I don’t know about that; but Cooksey was undoubtedly a queer novel case for my attention. He was showing off, it was clear; he was flourishing his levity at an outsider; and his unexpected slap at my intrusion, when you think of it, was extremely enlightening. He did so enjoy, you see, his place as a member of the ring, inside the fortress; years had not withered the freshness of it, had not staled the complacency of his position. “Look at me, look,” he seemed to say, like a child who has climbed a tree and balances on a branch; and then “look again,” like a man walking familiarly on the terrace of a great grand house, while a party of sightseers are marshalled by the butler. “See how easily we carry our high estate—don’t you wish you were one of us, sharing the fun?” And then, if you venture to presume, “Ah, would you? No you don’t—take that!” If you ever were the guest of the grand house and happened to be pacing the terrace, carelessly, while the public were shuffling through the state apartments and looking out of the windows, you would sympathize completely with the mind of Cooksey. I can imagine the sensation—who has not admired the nonchalant figure upon the terrace, the creature of privilege at whom the public gaze from afar? See him stroll at his ease, pause carelessly, call and wave lightly to a companion under the sacred trees. Ah it is good to let the uninitiate see how free one is, how playfully at home in the sanctuary of their envy—for one can’t doubt that they do feel envy and are quick to be conscious of their exclusion. Sweet, to be sure, are the uses of parade, sweet and fresh after many a year.

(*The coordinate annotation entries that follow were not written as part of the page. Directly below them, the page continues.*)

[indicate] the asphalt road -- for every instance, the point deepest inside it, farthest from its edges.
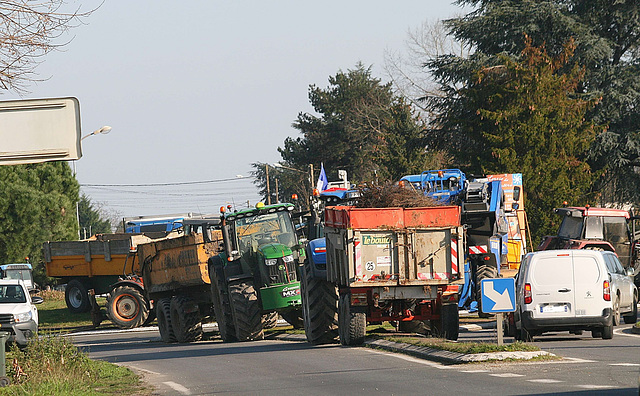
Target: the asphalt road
(283, 367)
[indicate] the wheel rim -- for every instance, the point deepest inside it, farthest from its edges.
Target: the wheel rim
(75, 298)
(126, 307)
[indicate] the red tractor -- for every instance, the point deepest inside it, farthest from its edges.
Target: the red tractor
(597, 229)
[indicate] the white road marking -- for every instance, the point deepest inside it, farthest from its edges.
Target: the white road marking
(178, 387)
(545, 381)
(620, 332)
(412, 359)
(142, 370)
(578, 360)
(594, 386)
(507, 375)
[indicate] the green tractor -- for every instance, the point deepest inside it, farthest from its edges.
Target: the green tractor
(255, 278)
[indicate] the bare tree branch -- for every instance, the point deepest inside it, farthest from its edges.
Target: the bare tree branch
(28, 31)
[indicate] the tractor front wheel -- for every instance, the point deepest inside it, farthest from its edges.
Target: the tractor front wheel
(127, 308)
(353, 325)
(246, 310)
(319, 308)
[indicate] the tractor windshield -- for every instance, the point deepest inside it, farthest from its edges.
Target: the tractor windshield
(571, 228)
(256, 231)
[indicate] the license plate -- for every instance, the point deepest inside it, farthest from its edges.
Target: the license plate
(553, 308)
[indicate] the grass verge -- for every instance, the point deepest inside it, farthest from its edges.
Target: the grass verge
(53, 366)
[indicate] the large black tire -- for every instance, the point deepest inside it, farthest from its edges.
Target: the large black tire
(319, 308)
(127, 308)
(269, 320)
(448, 326)
(186, 320)
(221, 304)
(632, 317)
(294, 318)
(246, 310)
(484, 271)
(76, 297)
(163, 313)
(352, 325)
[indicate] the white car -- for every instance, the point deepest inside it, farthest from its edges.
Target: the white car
(18, 313)
(572, 290)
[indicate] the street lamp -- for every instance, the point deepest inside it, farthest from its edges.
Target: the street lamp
(104, 130)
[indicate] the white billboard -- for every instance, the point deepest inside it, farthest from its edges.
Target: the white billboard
(39, 130)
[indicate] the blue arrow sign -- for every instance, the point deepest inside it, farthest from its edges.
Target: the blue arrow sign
(498, 295)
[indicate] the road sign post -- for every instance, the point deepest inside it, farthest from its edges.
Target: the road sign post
(498, 295)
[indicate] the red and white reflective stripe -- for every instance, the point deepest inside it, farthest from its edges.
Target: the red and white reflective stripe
(435, 275)
(480, 249)
(454, 256)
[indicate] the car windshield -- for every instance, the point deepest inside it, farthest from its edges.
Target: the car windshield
(12, 294)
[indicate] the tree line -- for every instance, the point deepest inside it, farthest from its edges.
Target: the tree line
(548, 89)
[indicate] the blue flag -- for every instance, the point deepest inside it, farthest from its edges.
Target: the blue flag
(322, 180)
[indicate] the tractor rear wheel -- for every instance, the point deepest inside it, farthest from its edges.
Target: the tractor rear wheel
(352, 325)
(221, 304)
(484, 271)
(185, 319)
(319, 308)
(269, 320)
(246, 311)
(163, 313)
(76, 297)
(632, 317)
(127, 308)
(294, 318)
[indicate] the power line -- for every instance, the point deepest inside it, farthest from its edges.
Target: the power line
(166, 184)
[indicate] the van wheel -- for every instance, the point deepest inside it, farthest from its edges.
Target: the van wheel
(615, 312)
(633, 316)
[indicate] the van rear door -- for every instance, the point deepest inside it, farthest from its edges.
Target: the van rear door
(552, 286)
(589, 275)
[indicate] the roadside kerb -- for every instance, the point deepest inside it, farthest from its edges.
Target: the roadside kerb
(427, 353)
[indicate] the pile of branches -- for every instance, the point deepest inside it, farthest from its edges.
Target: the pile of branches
(391, 195)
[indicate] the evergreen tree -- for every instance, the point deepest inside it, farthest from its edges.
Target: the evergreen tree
(361, 127)
(38, 204)
(607, 37)
(91, 219)
(524, 117)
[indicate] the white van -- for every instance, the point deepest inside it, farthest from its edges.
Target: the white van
(564, 290)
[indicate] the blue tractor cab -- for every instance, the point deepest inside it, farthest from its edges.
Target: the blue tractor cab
(443, 185)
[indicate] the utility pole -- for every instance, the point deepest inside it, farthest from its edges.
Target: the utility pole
(266, 167)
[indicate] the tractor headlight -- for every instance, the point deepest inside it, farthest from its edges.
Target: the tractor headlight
(271, 261)
(22, 317)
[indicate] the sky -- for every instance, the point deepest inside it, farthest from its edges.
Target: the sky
(197, 91)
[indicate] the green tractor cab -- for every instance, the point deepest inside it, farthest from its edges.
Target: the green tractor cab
(257, 274)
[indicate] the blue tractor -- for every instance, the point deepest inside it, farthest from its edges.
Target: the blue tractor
(320, 297)
(482, 208)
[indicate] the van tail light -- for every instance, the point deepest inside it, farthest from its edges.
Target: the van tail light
(527, 293)
(606, 290)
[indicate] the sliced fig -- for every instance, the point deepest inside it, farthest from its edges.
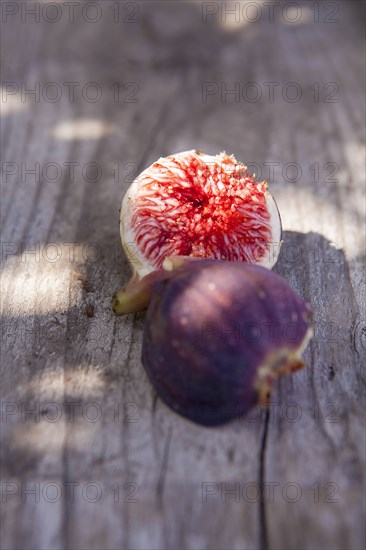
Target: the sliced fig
(198, 206)
(218, 334)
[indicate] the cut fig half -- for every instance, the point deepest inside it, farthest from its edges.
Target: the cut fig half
(194, 205)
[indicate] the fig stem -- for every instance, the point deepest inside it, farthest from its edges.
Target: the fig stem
(136, 295)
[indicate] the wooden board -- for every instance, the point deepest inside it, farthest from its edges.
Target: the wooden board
(109, 465)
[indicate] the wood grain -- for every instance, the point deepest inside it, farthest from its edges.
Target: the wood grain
(132, 474)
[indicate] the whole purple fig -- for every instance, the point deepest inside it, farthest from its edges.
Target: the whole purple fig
(217, 335)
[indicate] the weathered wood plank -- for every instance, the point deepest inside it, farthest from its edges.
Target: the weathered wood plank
(132, 473)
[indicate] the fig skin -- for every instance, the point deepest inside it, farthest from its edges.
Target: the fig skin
(218, 334)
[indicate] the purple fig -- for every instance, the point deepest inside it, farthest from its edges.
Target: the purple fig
(218, 334)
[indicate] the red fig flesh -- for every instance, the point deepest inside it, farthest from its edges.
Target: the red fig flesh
(218, 334)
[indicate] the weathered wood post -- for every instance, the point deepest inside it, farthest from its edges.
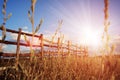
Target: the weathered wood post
(18, 47)
(68, 47)
(76, 50)
(42, 46)
(58, 44)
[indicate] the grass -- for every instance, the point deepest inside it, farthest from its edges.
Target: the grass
(69, 68)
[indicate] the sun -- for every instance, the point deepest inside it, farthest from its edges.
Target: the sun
(91, 37)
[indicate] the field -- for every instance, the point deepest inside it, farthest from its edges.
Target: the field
(64, 68)
(80, 47)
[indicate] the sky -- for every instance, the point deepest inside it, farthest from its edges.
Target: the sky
(77, 16)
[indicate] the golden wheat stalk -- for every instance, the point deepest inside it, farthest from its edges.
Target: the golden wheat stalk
(4, 20)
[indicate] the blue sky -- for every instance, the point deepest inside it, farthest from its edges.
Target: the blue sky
(76, 15)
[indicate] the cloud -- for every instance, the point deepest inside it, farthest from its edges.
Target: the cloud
(25, 28)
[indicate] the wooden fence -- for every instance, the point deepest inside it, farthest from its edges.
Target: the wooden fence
(68, 47)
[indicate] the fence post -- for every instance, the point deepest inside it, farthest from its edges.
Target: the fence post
(42, 46)
(18, 47)
(68, 47)
(58, 46)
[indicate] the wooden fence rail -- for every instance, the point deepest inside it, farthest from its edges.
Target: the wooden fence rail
(43, 43)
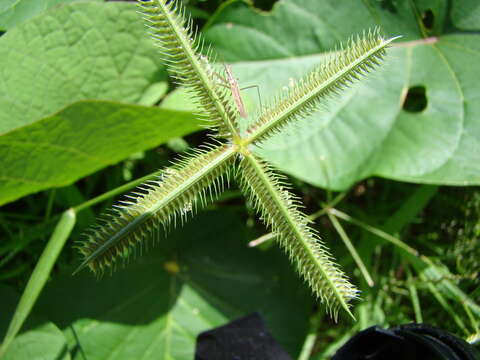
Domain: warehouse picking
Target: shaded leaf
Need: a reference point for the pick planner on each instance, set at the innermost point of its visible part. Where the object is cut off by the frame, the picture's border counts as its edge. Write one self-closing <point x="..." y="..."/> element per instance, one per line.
<point x="82" y="138"/>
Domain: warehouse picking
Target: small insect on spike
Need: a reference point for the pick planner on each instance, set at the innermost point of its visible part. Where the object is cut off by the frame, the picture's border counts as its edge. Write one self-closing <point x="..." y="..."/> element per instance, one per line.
<point x="233" y="84"/>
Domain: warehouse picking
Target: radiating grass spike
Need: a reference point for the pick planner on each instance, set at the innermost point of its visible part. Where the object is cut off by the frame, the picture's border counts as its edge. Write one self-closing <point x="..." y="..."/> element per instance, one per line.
<point x="279" y="209"/>
<point x="195" y="179"/>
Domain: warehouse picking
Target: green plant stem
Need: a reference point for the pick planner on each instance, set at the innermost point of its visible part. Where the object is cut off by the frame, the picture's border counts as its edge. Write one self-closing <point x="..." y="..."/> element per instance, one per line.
<point x="422" y="264"/>
<point x="117" y="191"/>
<point x="443" y="302"/>
<point x="276" y="206"/>
<point x="39" y="276"/>
<point x="413" y="295"/>
<point x="356" y="257"/>
<point x="270" y="236"/>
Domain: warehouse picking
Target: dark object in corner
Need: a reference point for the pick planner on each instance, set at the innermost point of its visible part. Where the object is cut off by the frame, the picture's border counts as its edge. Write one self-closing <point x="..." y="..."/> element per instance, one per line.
<point x="242" y="339"/>
<point x="406" y="342"/>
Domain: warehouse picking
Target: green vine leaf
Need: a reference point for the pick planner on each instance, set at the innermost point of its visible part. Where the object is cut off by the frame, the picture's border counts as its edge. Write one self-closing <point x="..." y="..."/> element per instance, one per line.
<point x="370" y="129"/>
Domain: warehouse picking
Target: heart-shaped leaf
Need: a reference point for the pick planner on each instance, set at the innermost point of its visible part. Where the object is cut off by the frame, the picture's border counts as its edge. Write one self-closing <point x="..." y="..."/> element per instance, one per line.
<point x="201" y="277"/>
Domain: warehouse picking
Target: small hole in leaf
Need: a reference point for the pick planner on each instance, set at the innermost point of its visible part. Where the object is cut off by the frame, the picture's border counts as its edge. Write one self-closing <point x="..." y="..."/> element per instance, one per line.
<point x="265" y="5"/>
<point x="416" y="99"/>
<point x="428" y="19"/>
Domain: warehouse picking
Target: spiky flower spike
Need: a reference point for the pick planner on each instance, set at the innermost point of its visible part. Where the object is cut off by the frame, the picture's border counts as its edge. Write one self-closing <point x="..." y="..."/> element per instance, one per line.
<point x="343" y="68"/>
<point x="183" y="186"/>
<point x="181" y="50"/>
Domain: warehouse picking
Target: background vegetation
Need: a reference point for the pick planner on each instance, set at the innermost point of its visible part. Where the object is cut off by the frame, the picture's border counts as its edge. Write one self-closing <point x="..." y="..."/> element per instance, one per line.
<point x="78" y="83"/>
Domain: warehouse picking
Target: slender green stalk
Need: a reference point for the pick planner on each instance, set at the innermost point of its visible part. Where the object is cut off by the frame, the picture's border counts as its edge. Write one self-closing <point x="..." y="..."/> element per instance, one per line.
<point x="39" y="276"/>
<point x="443" y="302"/>
<point x="422" y="264"/>
<point x="397" y="242"/>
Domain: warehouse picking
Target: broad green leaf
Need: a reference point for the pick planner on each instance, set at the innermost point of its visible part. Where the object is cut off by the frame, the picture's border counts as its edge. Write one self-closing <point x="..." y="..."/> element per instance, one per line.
<point x="466" y="14"/>
<point x="195" y="280"/>
<point x="14" y="12"/>
<point x="74" y="52"/>
<point x="82" y="138"/>
<point x="366" y="131"/>
<point x="39" y="339"/>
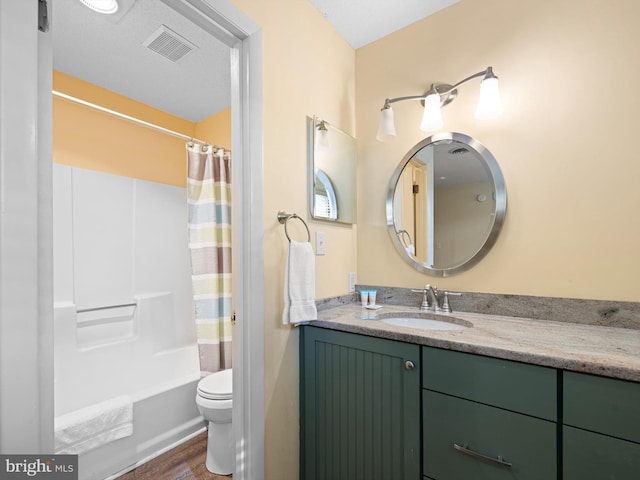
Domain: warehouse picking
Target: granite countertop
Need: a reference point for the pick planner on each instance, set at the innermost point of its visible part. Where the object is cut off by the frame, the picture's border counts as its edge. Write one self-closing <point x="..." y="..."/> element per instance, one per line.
<point x="608" y="351"/>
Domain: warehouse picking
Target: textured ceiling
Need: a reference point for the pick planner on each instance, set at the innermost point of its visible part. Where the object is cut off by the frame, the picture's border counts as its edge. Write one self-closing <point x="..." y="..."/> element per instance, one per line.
<point x="363" y="21"/>
<point x="90" y="46"/>
<point x="109" y="51"/>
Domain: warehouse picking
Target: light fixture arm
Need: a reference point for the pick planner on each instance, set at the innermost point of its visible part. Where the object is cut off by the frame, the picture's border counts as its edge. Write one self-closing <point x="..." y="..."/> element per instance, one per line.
<point x="488" y="73"/>
<point x="389" y="101"/>
<point x="439" y="95"/>
<point x="442" y="89"/>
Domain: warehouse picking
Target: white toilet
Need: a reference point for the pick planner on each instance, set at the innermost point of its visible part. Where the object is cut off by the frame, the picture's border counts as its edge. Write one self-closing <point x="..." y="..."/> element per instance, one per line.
<point x="215" y="403"/>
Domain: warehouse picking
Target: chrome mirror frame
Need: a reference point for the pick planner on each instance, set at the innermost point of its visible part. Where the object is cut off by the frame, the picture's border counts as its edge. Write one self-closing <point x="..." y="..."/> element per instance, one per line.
<point x="500" y="199"/>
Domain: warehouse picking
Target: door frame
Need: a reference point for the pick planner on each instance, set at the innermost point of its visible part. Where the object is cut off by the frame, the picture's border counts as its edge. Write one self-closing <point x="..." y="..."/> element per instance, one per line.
<point x="26" y="258"/>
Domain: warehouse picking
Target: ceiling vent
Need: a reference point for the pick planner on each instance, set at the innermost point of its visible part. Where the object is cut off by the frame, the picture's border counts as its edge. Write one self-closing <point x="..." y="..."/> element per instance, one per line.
<point x="169" y="44"/>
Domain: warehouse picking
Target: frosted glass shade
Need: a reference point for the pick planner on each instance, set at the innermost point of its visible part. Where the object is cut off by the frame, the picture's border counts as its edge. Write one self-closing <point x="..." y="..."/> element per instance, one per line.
<point x="432" y="116"/>
<point x="387" y="126"/>
<point x="107" y="7"/>
<point x="489" y="104"/>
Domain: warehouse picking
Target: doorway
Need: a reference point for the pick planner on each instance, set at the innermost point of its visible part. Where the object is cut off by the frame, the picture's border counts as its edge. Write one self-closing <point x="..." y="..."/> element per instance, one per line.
<point x="35" y="435"/>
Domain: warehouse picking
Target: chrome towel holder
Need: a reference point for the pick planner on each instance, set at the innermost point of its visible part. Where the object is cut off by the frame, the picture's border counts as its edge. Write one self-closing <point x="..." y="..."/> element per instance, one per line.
<point x="284" y="217"/>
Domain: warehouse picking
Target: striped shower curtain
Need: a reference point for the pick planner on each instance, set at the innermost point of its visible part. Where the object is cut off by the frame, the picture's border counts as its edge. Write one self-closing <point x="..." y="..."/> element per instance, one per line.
<point x="209" y="195"/>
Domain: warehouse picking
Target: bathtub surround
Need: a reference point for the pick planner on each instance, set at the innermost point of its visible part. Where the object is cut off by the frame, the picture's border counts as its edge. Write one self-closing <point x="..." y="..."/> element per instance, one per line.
<point x="123" y="323"/>
<point x="209" y="191"/>
<point x="606" y="313"/>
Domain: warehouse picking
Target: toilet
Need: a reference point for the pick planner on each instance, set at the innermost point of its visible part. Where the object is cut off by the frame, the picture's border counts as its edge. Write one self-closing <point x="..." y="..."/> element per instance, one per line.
<point x="215" y="403"/>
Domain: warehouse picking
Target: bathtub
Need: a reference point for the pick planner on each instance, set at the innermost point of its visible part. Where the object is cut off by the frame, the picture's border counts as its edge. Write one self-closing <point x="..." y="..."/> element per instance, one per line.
<point x="127" y="350"/>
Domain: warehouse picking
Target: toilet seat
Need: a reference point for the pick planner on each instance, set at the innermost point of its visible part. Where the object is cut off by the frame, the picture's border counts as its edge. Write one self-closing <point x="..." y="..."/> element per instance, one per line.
<point x="217" y="386"/>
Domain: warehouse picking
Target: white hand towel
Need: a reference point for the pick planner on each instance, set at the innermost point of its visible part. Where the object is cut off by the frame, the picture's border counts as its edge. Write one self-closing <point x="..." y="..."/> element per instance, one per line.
<point x="93" y="426"/>
<point x="299" y="284"/>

One can’t have the public, however, stepping into the enclosure and blundering into the fun of the talk; one draws back coolly if they begin to take a liberty; and that too is a movement and a gesture enjoyable in its quiet dignity. Cooksey, at the moment when he was delivering his rebuke to me, was intensely dignified; I clearly remember the calm decency with which he set me down. “On that subject we must agree to differ”; it was as though I had dealt him an ugly blow, but he could make allowances for my want of the finer feelings. At the same time it was more than a personal matter, and he couldn’t let me off my punishment; so he gravely stared and allowed the lesson to sink home. It was all the heavier for the contrast of his disapproval with the gay rattle of his ordinary style. Cooksey, I had to admit, was much nearer the heart of Rome than either Deering or I. He had arrived from as far afield as we; but he had not only detached himself from Bath and Wells, he had become a responsible member of the Roman state and had the right of chastising us in its name. All the majesty of Rome was at his back—majesty I say advisedly, for you don’t look for anything majestic in modern Rome, you didn’t in those days at any rate, save in the historical shadow of the Vatican. Cooksey was himself explicit upon this point. He happened to make some allusion to the vulgar new gingerbread (so he described it) of the upstart Italian monarchy, the coarse intruder whom the Vatican was coldly staring down in its ancient pride. Cooksey, needless to say, was whole-heartedly on the side of the noble and patient old sufferer against the upstart and the bully; and indeed as he put the matter the Vatican seemed the only fit place for a gentleman of feeling. The moral support behind him was immense, and his flippant style was accordingly the more suggestive. Where would be the charm, where the consequence, of a jest about slop-pails and butter-slides, if they belonged to the household of the upstart? But in the midst of the immemorial state of the other place it is very amusing, no doubt, to find them in their homely incongruity, or to say you have found.